Martha Adriana Sandoval, co-founder of the organization, says that adults Returning older adults currently represent one of the main challenges of migration because most of them are people who went to the United States very young and are not familiar with the country.
“ They have no idea of the paperwork that needs to be done for personal documentationlo can’t find a job and that frustrates them a lot. They have many duels at the same time: the loss of their environment, of the family, of being self-sufficient… ”, she details.
“Those who are lucky survive with remittances, but the rest are very complicated”.
Community in Return currently maintains contact, for example, with a deportee older than 27 years of name Salvador. This Mexican was the coach of a basketball team in Cincinnati, where he contracted a virus that affected his nervous system and lost his mobility. Shortly after, he was deported.
He landed in the Mexican capital in a wheelchair and without knowing anyone.

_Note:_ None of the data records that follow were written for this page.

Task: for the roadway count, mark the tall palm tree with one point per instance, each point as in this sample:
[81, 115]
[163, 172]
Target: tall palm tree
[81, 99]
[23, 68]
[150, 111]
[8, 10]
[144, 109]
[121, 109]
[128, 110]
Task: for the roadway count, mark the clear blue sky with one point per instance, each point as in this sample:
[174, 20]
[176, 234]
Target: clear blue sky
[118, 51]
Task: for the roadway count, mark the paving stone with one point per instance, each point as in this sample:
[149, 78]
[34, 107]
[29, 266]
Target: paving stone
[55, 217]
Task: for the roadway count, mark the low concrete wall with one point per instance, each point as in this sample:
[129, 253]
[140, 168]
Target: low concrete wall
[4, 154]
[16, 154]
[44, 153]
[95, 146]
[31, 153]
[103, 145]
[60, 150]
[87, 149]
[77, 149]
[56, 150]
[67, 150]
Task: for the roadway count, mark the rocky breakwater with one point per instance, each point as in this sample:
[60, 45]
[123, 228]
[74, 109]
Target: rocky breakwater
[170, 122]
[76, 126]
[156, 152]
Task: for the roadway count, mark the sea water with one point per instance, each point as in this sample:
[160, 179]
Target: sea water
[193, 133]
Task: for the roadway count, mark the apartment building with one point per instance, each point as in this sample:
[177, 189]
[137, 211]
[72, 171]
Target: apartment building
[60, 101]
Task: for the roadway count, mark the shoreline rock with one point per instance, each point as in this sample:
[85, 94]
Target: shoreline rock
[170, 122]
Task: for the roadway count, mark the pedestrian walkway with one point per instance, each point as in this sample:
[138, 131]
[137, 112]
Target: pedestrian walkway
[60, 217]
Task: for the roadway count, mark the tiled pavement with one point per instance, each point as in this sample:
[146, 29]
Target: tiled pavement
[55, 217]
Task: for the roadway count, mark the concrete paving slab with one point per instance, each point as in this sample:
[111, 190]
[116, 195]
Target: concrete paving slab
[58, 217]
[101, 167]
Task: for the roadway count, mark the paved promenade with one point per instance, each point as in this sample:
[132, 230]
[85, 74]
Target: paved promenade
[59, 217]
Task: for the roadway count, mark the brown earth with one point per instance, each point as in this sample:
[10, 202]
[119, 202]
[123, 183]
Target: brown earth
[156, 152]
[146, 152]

In recent months he got a job as a security guard at a high school, where they let him live. But he is not comfortable. “She resists accepting her reality. So much so that he does not allow himself to be helped, despite the fact that he has a mobility problem and a skin injury”, details Martha Adriana Sandoval. “He has a family, but they support him very little”.
Old age
The reality of old age has come upon Mexico. The aging of the population was seen by State policies as a projection into the future. It was not until last October, when for the first time the Ministry of Health recognized that its population is rushing to third age.
“Currently there are more older adults than children under five years old,” said Jorge Alcocer Varela, head of the agency, who warned that these population changes “have important economic and social repercussions.”
According to the last National Population Census, in the country there are 14. 5 million older adults who represent the 11% of the total population and the forecast is that the proportion of people older than will continue to increase years. By the end of this decade, the number of older adults will be greater than that of minors 15 years.
Deported migrants are added with disadvantages. It is the civil organizations that help explain the processes for basic procedures such as the voting card with a photograph that serves as identification, the passport. Those that track possible employment opportunities, social support such as pantries, etc.
José Francisco Falcón, from 66 years, have been looking for a job since returning from the United States, where he lived 13 years. He is not unfamiliar with the Mexican system, but he was surprised by the lack of opportunities for older people.
“I left because I lost my job and now it’s worse”, he says.